SAIPAN, Northern MARIANA ISLANDS (November 16, 1998 - Marianas Variety)---To prevent the mass lay-off of its employees, the cash-strapped government may have to borrow money from international banks or even float bonds, according to the chair of the House Committee on Ways and Means.

Rep. Karl T. Reyes (R-Prec. 1, Saipan) told reporters Friday that the "across-the-board" budget cuts that will be applied on all government agencies -- with the probable exception of the Departments of Public Health, Public Safety and the Public School System -- could total at least 24 percent per agency.

Reyes was reacting to the administration's recent announcement that, due to the continuing decline in revenues, the $249 million budget for the current fiscal year will have to be slashed by $32.5 million.

House Speaker Diego T. Benavente (R-Prec. 2, Saipan), in a separate interview Friday, said he will urge House members to cooperate with the administration's austerity program and curtail off-island travel to "a bare minimum."

The speaker said he will ask members to delay any new purchases and control expenditures to a minimum.

"We're in real cash-flow crisis now and I think we have to find ways of managing with it," he said.

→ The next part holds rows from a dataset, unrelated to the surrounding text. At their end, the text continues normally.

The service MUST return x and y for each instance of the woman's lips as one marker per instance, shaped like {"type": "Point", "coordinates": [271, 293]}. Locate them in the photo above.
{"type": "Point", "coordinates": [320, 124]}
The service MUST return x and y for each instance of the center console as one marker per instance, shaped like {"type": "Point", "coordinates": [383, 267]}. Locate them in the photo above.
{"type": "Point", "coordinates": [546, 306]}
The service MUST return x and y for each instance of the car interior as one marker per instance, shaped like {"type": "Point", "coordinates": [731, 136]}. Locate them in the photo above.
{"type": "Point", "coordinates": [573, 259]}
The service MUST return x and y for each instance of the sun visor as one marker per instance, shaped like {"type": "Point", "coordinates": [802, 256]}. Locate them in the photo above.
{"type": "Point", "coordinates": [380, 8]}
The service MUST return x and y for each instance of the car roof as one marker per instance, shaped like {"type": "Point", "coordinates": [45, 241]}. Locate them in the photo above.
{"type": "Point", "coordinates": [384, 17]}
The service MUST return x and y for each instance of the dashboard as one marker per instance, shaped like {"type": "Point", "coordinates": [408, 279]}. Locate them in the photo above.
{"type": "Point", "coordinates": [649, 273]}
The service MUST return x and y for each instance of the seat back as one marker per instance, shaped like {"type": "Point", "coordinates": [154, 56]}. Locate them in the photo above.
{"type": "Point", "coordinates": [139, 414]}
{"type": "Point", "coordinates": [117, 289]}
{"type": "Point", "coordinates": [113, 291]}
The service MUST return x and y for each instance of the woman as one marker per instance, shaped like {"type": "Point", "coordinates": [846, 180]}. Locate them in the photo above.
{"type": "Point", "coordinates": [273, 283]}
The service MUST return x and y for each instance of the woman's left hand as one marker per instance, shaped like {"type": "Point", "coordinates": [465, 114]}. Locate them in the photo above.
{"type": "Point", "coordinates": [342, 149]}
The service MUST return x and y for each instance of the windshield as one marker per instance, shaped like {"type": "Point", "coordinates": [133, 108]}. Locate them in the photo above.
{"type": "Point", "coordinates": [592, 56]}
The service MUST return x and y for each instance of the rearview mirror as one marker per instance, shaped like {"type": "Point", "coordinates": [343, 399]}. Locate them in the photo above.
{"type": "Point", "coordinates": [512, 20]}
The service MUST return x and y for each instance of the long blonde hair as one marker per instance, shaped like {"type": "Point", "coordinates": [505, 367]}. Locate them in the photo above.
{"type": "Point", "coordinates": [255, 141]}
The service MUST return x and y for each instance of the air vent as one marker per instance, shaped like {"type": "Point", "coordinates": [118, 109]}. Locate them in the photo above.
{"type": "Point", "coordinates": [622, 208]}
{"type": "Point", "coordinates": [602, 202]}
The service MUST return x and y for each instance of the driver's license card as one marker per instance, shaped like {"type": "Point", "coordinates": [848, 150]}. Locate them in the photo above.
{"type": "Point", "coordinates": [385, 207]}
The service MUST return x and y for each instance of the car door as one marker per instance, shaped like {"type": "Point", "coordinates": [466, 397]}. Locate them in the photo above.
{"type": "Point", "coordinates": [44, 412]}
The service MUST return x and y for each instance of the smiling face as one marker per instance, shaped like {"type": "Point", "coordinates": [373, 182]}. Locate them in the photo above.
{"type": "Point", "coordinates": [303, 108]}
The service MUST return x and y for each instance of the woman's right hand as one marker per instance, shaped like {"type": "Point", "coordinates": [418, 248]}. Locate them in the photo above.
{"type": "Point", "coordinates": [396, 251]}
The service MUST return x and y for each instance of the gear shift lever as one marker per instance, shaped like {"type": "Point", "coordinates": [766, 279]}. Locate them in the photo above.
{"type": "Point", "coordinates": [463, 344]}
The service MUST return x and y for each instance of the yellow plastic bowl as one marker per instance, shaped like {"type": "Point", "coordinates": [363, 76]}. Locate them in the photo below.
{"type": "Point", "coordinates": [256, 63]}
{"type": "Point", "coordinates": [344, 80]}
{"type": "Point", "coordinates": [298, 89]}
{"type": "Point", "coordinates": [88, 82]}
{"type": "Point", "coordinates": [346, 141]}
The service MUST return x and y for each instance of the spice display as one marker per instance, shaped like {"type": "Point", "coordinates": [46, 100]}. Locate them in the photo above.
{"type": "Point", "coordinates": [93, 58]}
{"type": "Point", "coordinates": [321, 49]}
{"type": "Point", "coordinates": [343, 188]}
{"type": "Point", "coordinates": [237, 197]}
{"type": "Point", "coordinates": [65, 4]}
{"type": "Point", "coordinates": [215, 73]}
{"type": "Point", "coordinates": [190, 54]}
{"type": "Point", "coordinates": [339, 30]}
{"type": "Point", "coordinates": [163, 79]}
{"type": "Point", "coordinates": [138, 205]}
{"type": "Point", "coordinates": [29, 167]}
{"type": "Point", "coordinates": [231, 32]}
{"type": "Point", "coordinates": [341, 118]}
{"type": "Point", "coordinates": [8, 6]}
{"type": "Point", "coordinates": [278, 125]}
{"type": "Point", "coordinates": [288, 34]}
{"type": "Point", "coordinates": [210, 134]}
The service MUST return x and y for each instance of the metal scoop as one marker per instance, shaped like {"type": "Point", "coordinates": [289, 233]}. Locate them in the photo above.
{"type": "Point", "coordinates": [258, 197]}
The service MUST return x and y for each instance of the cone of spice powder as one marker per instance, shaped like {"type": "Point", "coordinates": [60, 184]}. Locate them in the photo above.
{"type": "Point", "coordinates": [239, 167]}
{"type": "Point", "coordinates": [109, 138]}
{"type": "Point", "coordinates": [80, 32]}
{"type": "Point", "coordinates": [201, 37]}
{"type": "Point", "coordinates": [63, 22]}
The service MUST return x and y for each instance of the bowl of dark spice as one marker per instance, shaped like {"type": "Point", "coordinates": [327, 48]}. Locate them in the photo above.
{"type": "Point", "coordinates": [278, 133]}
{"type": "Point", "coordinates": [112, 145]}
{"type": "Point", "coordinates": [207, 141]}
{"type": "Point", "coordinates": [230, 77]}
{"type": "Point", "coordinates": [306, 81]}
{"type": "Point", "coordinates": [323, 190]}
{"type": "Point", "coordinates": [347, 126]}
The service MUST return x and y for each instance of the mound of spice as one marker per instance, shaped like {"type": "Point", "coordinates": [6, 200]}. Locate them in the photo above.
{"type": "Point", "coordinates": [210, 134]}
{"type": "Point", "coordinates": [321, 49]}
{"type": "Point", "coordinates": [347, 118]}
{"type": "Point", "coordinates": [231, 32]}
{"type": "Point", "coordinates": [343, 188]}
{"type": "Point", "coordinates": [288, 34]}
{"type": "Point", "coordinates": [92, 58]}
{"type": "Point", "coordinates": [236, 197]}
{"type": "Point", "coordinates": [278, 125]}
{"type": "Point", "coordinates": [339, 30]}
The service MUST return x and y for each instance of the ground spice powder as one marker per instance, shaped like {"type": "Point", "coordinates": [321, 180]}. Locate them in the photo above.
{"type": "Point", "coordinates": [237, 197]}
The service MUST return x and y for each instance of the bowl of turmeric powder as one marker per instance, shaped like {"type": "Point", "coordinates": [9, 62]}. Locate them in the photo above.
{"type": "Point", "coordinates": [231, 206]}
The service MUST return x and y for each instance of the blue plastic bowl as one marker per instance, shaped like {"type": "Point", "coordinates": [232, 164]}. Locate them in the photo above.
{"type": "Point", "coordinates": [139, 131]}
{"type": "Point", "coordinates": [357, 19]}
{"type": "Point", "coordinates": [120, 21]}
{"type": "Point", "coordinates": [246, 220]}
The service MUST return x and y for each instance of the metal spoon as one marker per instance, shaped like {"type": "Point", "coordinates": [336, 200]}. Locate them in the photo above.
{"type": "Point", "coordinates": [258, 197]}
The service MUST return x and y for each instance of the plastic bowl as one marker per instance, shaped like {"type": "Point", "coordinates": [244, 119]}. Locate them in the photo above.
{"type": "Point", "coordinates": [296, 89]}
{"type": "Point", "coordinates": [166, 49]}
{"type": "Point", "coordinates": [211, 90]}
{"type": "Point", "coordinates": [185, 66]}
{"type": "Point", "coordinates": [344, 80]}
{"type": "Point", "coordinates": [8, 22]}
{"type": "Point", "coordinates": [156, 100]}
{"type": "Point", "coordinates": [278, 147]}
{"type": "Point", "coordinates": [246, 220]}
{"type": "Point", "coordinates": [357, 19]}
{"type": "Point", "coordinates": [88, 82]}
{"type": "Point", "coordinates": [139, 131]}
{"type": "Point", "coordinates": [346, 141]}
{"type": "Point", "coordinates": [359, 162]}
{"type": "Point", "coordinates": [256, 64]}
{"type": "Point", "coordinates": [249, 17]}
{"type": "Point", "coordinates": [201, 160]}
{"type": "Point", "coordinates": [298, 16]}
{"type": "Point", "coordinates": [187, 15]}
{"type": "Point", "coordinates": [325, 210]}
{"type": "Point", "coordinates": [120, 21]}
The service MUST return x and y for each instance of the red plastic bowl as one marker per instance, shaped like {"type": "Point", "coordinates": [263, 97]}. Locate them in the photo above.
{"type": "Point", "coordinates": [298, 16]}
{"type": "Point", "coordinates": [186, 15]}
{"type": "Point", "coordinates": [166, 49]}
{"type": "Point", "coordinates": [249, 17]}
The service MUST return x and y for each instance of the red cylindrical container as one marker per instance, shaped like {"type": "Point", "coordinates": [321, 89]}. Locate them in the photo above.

But a new round of steep budget cuts may be too hefty to manage, according to Reyes.

"I don't think it's feasible for some agencies to sustain the reduction of almost a quarter of their budget," Reyes said. "The lawyers in the Attorney General's Office will probably run away. I don't know whether the Departments of Commerce and Lands and Natural Resources could cope."

He added, "We may have to ask (Gov. Pedro P. Tenorio) to seek outside financing."

Reyes said such U.S. cities as Sacramento and Pittsburgh have floated bonds for its financial needs.

Some bonds could be paid in 30 years, he said.

"There's nothing new with the concept."

Reyes said he may propose floating a $300 million bond, which could pay the government's unfunded liability of the same amount to the Retirement Fund (RF).

"Out of this total, RF could invest $200 million, and make available $100 million -- on top of $50 million from local banks -- as housing loans to RF members or to match federal CIP funds," Reyes said.

"Then there will be a lot of construction activities, and the multiplier effects will certainly result in an increase in revenues."

Reyes added, however, that his proposal should be carefully studied.

He said it's a "last resort" measure for a government facing the prospect of laying-off a significant number of its employees.

The CNMI government is the largest employer of locals.

"If we lay-off people the multiplier effect on the economy would be very bad," Reyes said. "It's better to borrow money."